Wednesday 28 January 2009

Halong, long time ago...

Dearest E-reader, long time no type. How have you been? Really? It's flared up again? You really should get it seen to. Anyway, enough idle chit-chat about your genitals, I have a point to make. That point is this, the following, here:

Please excuse the fact that these next few blogs will have about as much cultural detail as a Jackie Collins 'novel' but with twice the amount of bollocks. I'm about three months behind in the third dimension of the blogosphere and this is being reproduced from only a crusty scrap of A5 paper and my already waning memory.

Cast your mind back (or just read the post below this) and we were around about... here:

Slumping round the corner to the office that we would dump our gear at whilst off on the tour, things were looking up, like an astronomer changing a light bulb. 

Like the astronomer, we'd decided we had to look on the bright side. It was a shame, what had happened to us in Hoi An, but no one had died, for instance, and we were really excited about the trip to Halong Bay.

We dropped our bags off and bundled into the minibus ('big boys, back-of-the-bus') that would take us to the harbour. Ed and Nicky were picked up just round the corner, and we were introduced to their friends Steph and Kyle. Also on the bus were Stu, who had studied medicine at Southampton, and the lovely Katherine.

Katherine was also in medicine but should have a full time job reading children bedtime stories. Her voice was like a half-melted magnum in a bowl of custard.

The rest of the bus was filled with middle-aged American people, and two people who were a bit younger than us who lived in Ha Noi and worked for a charity there.
The harbour was rammed full of Junks, and at first glance it was hard to imagine how we were going to negotiate our way out of it onto the open sea.

To help lubricate our minds in order to work out this problem, I bought a litre of gin and a lot of tonic.

Once on the boat we had a look around; our money had been well spent. The rooms were a pretty good size and everything seemed reasonably smart. For some reason we were impressed with the table cloths.

The only problem (that we encountered on the whole trip) was that we had to pay for drinks. Any drinks. So if you wanted to have a glass of water you'd part with a dollar or two. Hence the gin.


The first day was spent sailing through the various islands, and then we had a walk through a big old cave called 'Spectacular Cave'. It was pretty vast and couldn't really be captured even by my unit of a camera, but we tried all the same.



This was by far my favourite rock.


This was Helen's. (God knows...)


Spectacular, eh?

After the caves we trekked on up and through the island. For this, we had two guides, one of whom I think must have been new.

Before we started our ascent, the more experienced guide told us to watch what we grabbed onto as there were snakes called Pit Vipers that looked a lot like the vines that were also scattered along the trek. 

At this, the newer guide visibly started to shake like a shitting dog, and throughout the walk you could hear yelps from upfront when he thought he was about to meet his maker at the hands of what was in fact shrubbery.


We mooched onwards and upwards and saw a lot of rocks and trees and not much else. We also stopped off at a lady's house, the only inhabitant on the whole island reserve, where we were told to go inside. I refused and just sort of loitered outside of it because, as I think I've stated before, I hate the voyeurism that seems to be incorporated into all of these trips. We were offered fruit and the lady received a small amount of money, but I don't see the benefit from either side, really.


The trek was hard work, especially for the older members of our group, but was definitely worthwhile once we gained a bit of height. We also got a bit of time to dip in the sea and to walk up about three hundred steps to this great lookout spot above a beach.

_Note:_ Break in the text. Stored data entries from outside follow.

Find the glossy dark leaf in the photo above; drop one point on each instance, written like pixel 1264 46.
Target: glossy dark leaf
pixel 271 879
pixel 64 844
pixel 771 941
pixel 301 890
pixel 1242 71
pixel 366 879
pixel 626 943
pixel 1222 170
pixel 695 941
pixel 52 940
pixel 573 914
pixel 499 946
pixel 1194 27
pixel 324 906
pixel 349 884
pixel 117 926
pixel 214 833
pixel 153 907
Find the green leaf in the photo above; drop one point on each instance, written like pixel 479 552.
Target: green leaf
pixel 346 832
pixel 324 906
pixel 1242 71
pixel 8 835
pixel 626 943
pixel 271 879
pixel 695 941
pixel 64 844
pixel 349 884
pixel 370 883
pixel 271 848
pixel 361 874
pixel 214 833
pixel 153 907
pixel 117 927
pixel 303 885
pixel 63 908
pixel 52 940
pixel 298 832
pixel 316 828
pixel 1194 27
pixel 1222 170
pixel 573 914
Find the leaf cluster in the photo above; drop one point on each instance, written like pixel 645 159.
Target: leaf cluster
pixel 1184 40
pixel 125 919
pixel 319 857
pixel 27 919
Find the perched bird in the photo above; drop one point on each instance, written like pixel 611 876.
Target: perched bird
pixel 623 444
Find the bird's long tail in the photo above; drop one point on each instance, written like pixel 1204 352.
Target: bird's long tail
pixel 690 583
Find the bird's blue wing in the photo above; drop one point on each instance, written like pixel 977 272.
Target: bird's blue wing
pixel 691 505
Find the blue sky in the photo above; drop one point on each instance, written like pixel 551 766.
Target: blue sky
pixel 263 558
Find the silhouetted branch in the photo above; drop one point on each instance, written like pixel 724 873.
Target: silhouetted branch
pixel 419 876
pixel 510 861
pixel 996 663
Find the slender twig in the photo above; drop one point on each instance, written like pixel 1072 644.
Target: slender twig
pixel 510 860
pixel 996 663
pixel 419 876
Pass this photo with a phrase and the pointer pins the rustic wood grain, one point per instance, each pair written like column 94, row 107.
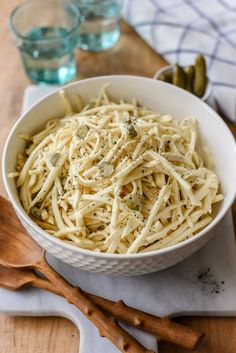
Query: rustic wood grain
column 130, row 56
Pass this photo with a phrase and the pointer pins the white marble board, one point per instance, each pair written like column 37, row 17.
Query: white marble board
column 175, row 291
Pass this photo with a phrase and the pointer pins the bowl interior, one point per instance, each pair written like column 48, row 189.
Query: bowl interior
column 157, row 95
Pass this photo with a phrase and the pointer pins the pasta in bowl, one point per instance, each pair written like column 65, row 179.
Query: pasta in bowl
column 118, row 180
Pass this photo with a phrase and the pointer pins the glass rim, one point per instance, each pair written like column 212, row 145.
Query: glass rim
column 26, row 39
column 102, row 2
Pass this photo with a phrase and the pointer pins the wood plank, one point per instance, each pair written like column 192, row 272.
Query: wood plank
column 132, row 56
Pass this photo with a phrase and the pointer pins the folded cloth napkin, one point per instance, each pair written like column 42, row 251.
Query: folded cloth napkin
column 181, row 29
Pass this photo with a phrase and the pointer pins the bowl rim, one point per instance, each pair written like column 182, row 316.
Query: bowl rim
column 58, row 242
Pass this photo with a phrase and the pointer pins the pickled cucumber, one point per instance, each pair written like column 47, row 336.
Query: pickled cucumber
column 179, row 77
column 190, row 73
column 200, row 79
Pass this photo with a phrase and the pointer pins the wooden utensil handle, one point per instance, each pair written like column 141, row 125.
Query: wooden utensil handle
column 163, row 328
column 107, row 326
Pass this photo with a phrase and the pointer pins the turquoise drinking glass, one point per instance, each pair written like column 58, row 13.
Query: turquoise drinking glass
column 100, row 27
column 47, row 33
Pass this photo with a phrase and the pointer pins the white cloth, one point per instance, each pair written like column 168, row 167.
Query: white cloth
column 181, row 29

That night we had a few drinks and readied ourselves for the next day’s kayaking. I embarrassed myself by explaining in the dark - to who I thought was only Kyle, but was in fact the whole boat - what Danger Wanking was. Kyle thought it was funny. Everybody else thought that it was a hobby of mine.


After an early start, we kayaked off into the bay. We went to a beach that had a load of old syringes on it and the biggest spider carcass I'd ever seen and then went into a little bay that was entirely enclosed apart from a small cave that you sail through.


This was truly beautiful, and unfortunately I didn't have my camera on me for this. Suffice to say I ruined it for everybody else when I realised there was more of an echo in there than in Madonna's pants.

'I'm Old Greg' has never been shouted louder.

The rest of the day was spent eating and sailing, with a brief stop off at a fish farm that had what can only be described as great big fuck off sharks in a net, which was entertaining as the fisherman's dogs kept nearly falling in.


We finally made it back to dry land. But the land was not dry for long...

1 comment:

David Alexander Groves said...

c'etait tres amusant Christophe - bon points. Bisous.